Het doel van de Wet Bijzondere opnemingen in psychiatrische ziekenhuizen (Bopz) is het regelen van een wettelijke grondslag voor en rechtsbescherming bij vrijheidsbeneming en gedwongen behandeling.
De Wet Bopz maakt gedwongen opname en behandeling onder voorwaarden mogelijk. De wet is van toepassing op psychiatrische ziekenhuizen, psychiatrische afdelingen van ziekenhuizen, psychogeriatrische verpleeghuizen, verzorgingshuizen met een Bopz-afdeling en instellingen voor mensen met een verstandelijke beperking.

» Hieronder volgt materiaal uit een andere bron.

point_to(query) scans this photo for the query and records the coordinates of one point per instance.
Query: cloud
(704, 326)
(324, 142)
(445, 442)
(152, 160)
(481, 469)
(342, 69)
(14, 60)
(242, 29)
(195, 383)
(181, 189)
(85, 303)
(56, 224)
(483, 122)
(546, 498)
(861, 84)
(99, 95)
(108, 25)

De Wet Bopz regelt de onvrijwillige opneming van personen van 12 jaar en ouder die een gevaar voor zichzelf en voor anderen vormen, dat voortvloeit uit een geestelijke stoornis of de gebrekkige ontwikkeling daarvan. Vereist is dat het gevaar niet op een andere wijze dan door opneming kan worden afgewend en dat de cliënt niet vrijwillig wil worden opgenomen. Bij gevaar bij mensen met een verstandelijke beperking heeft men het over zich niet kunnen handhaven buiten de instelling. Indien de Wet Bopz niet van toepassing is dan valt de behandeling/opname van de cliënt onder de Wet op de Geneeskundige Behandelingsovereenkomst (Wgbo).
Een curator of mentor heeft een geringe invloed binnen de Bopz. De Wet Bopz gaat uit van de feitelijke bekwaamheid van de cliënt, ook als de rechter op een eerder moment de cliënt in algemene zin handelingsonbekwaam heeft verklaard. Er moet dus worden beoordeeld of de cliënt op dat moment wilsonbekwaam is of niet.